Аслан завернул к себе в арку, поднялся на этаж, вставил ключ в замок. В этот момент его легонько похлопали по плечу:
– Привет, Асланчик. А я как раз тебя жду-дожидаюсь…
– А между прочим, господин полковник, что мы ищем? – осведомился Крячко, допивая коньяк. – Начнем с главного.
И снова они сидели в гуровской квартире, и снова думали, и снова без особых результатов.
– Мы, господин полковник, в трудной ситуации.
– Как всегда.
– Нассонов, конечно, молодец: я – не я, лошадь не моя, кто это – знать не знаю, ведать не ведаю, а вы, орлы-сыщики, ищите, вот ваша работа.
– Эх, не подумали. Знать бы, что у него память такая дырявая, надо было бы в Светлогорске заяву подавать, – заметил Станислав, – на всякий пожарный. Так, по крайней мере, было бы о чем речь вести.
– Да уж, мусорный пакет у мусора на голове. Местные бы оценили.
– Вот ты смеешься, а мне лично не до смеха было, – мрачно заметил Крячко, – и тогда ты не такой бодрый был, а, как бы это сказать, синеватый. С чернотой.
Гуров автоматически потер шею:
– Ну, что старое поминать. Тем более что при надобности помянем, еще как. Что там у нас в духовке-то? Давай есть, что ли.

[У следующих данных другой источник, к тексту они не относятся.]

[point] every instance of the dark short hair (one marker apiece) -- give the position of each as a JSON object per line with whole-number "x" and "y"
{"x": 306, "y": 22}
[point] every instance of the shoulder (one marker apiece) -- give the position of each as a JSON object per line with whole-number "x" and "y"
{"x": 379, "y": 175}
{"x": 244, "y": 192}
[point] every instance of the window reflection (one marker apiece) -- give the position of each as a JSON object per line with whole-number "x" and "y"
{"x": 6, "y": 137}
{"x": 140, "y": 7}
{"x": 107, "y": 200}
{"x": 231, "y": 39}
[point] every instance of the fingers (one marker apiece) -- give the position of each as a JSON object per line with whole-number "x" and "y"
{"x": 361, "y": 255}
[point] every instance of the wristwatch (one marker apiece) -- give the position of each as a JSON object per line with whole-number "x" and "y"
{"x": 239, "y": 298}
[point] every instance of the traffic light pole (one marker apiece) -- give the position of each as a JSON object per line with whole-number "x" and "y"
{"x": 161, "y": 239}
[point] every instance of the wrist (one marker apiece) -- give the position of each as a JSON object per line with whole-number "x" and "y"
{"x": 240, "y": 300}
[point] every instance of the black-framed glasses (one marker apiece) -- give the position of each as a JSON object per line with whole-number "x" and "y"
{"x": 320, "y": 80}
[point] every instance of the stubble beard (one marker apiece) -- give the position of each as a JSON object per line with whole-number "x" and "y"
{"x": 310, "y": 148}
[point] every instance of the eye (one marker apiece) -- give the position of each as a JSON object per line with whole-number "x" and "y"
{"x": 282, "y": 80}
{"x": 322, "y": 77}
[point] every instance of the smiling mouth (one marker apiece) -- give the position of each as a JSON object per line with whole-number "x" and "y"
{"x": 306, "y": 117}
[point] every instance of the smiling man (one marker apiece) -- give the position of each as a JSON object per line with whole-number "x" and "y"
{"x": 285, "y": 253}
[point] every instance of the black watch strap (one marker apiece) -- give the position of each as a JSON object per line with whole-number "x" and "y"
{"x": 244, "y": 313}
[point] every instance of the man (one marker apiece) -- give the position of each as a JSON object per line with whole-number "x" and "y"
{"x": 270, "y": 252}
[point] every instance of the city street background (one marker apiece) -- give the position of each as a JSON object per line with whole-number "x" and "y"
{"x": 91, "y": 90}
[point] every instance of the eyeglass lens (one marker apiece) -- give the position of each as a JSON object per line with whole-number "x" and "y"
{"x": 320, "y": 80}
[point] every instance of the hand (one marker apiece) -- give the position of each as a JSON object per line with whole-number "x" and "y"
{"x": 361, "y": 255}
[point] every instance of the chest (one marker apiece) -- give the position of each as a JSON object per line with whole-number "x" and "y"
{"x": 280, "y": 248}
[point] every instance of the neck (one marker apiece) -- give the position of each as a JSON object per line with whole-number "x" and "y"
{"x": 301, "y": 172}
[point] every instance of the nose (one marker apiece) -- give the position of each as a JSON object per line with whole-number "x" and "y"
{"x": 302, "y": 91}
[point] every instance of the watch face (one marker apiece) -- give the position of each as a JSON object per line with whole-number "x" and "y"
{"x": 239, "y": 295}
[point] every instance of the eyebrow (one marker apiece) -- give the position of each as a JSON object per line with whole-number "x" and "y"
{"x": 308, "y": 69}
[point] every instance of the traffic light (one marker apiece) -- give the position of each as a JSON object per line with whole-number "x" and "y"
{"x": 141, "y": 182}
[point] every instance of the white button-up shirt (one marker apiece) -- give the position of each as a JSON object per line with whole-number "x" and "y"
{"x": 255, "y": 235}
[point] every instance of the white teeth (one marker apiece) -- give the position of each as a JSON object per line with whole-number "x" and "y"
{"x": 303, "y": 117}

Они только разложили по тарелкам тушеное мясо и картошку, как зазвонил телефон.
– Здравствуйте, Лев Иванович, дорогой! – сказал Нассонов развязно-весело. – Слушайте, представляете, я все вспомнил!
– Да ты что, – мрачно порадовался полковник. – Что именно, друг мой?
Тот залился счастливым смехом:
– Вы запишите, запишите! Потом еще можно запомнить… ик. Короче! Это Серый, то есть Сергей Мацук, ща скажу… так, мне тридцать шесть… короче, одна тысяча девятьсот восемьдесят седьмой, седьмое января! Вот кто это. Вы там черканите где-нибудь, что в моей смерти я именно его прошу винить, а то я… ик. Никак карандаш не найду! На кнопки не попадаю уже. Ну эта… доброй ночи!
И он разъединил связь.
Крячко поинтересовался, пережевывая снятую с блюда пробу:
– Что еще? Мальчик «белочку» словил? Аль истерику?
– Кто же его знает. Кого-то или чего-то словил. Но вот, теперь у нас есть ФИО и год рождения. Правильно говорят: все приходит к тому, кто умеет спокойно ждать. Так что делаем запрос и спокойно ждем. И едим.
Не успели они уговорить извлеченное из духовки блюдо и разлить еще по рюмкам коньяк, как стало известно совершенно определенно, что Сергей Мацук, 1987 года рождения, осужденный по статье сто шестьдесят первой, отбывавший наказание в исправительной колонии для несовершеннолетних «Нерчинская ИК № 12», погиб в результате несчастного случая. И, как не имеющий близких родственников, похоронен там же.
– Шилка и Нерчинск не страшны теперь! Истоки любви к композиции ясны, эксперт – гений. Зато снова понятно, что ничего непонятно, – радостно констатировал информацию Крячко.
– Забавно, и весьма… – протянул Гуров, постукивая пальцами по столу. – Весьма и забавно. Но мы же умные люди, Стас?
– А то!
– Тогда не то здесь что-то. Что-то не то.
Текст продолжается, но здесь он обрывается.